Sayoko was wearing a baggy black crewneck sweater. She put both
hands on the table and counted, "One . . . two . . . three!" Like a
turtle's head retracting into its shell, her right hand disappeared
up her sleeve, and then there was a light back-scratching kind of
movement. Out came the right hand again, and the left hand went up
its sleeve. Sayoko turned her head just a bit, and the left hand
came out holding a white bra—a small one, with no wires. Without the
slightest wasted motion, the hand and bra went back up the sleeve,
and the hand came out again. Then the right hand pulled in, poked
around at the back, and came out again. The end. Sayoko rested her
right hand on her left on the table.
"Twenty-five seconds," Sala said. "That's great, Mama, a new record!
Your best time so far was thirty-six seconds."
Junpei applauded. "Wonderful!

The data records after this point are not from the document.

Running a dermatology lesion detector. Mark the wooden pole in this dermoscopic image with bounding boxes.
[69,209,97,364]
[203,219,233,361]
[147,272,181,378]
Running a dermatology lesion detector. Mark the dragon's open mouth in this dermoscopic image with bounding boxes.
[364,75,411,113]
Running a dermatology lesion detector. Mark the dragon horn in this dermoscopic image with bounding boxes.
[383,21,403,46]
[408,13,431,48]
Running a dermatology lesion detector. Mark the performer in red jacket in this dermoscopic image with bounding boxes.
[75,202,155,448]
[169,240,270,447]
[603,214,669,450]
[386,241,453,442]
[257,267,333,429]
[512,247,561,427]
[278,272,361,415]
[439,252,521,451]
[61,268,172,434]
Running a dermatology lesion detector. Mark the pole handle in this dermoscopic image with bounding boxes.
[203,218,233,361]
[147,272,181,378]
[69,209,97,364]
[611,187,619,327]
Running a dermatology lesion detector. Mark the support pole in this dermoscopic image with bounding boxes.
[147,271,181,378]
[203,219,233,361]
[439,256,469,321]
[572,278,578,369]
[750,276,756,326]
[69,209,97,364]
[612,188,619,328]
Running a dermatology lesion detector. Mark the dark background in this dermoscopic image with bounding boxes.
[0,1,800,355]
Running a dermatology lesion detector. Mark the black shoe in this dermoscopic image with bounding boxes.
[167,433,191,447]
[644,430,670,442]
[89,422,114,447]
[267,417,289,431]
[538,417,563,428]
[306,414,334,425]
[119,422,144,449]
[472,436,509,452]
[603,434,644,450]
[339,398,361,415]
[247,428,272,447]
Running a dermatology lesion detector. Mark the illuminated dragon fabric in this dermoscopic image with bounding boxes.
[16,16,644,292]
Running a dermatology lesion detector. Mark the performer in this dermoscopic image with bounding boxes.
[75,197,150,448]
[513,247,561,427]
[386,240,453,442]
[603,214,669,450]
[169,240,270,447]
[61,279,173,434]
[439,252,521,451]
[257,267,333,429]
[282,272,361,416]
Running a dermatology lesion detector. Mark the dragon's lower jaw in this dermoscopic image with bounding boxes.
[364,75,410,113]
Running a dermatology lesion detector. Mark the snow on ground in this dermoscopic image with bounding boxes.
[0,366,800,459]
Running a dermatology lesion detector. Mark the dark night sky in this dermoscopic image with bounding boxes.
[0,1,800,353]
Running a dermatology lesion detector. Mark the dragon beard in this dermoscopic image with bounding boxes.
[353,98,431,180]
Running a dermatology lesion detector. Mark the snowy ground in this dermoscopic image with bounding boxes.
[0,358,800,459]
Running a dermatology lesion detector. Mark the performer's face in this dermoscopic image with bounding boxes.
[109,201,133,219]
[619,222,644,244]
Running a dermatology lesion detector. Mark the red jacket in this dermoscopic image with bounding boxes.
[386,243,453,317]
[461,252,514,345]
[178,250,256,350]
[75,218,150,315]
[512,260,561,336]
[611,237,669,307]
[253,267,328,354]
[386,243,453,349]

Like magic."
Sala clapped her hands, too. Sayoko stood up and announced, "All
right, show time is over. To bed, young lady. You promised."
Sala kissed Junpei on the cheek and went to bed.
Sayoko stayed with her until her breathing was deep and steady, then
joined Junpei on the sofa. "I have a confession to make," she said.
"I cheated."
"Cheated?"
"I didn't put the bra back on. I just pretended. I slipped it out
from under my sweater and dropped it on the floor."
Junpei laughed. "What a terrible mother!"
"I wanted to make a new record," she said, narrowing her eyes with a
smile. He hadn't seen her smile in that simple, mischievous way for
a long time. Time wobbled on its axis inside Junpei, like curtains
stirring in a breeze. He reached for Sayoko's shoulder, and her hand
took his. They came together on the sofa in a strong embrace. With
complete naturalness, they wrapped their arms around each other and
kissed. It was as if nothing had changed since the time they were
nineteen.
"We should have been like this to begin with," Sayoko whispered
after they had moved from the sofa to her bed. "But you didn't get
it. You just didn't get it. Not till the salmon disappeared from the
river."
They took their clothes off and held each other gently. Their hands
groped clumsily, as if they were both having sex for the first time.
They took their time, until they knew they were ready, and then at
last Junpei entered Sayoko and she drew him in.
None of this seemed real to Junpei. In the half-light, he felt as if
he were crossing a deserted bridge that went on and on forever. He
moved, and she moved with him. Again and again, he wanted to come,
but he held himself back, fearing that, once it happened, the dream
would end and everything would vanish.
Then, behind him, he heard a slight creaking sound. The bedroom door
was easing open. The light from the hallway took the shape of the
door and fell on the rumpled bedclothes. Junpei raised himself and
turned to see Sala standing against the light. Sayoko held her
breath and moved her hips away, pulling Junpei out. Gathering the
sheet to her breasts, she used one hand to straighten the hair on
her forehead.
Sala was not crying or screaming. Her right hand gripping the
doorknob, she just stood there, looking at the two of them but
seeing nothing. Her eyes were focussed on emptiness.
Sayoko called her name.
"The man said to come here," Sala said in a flat voice, like someone
who has just been ripped out of a dream.
"The man?" Sayoko asked.
"The Earthquake Man. He came and woke me up. He told me to tell you.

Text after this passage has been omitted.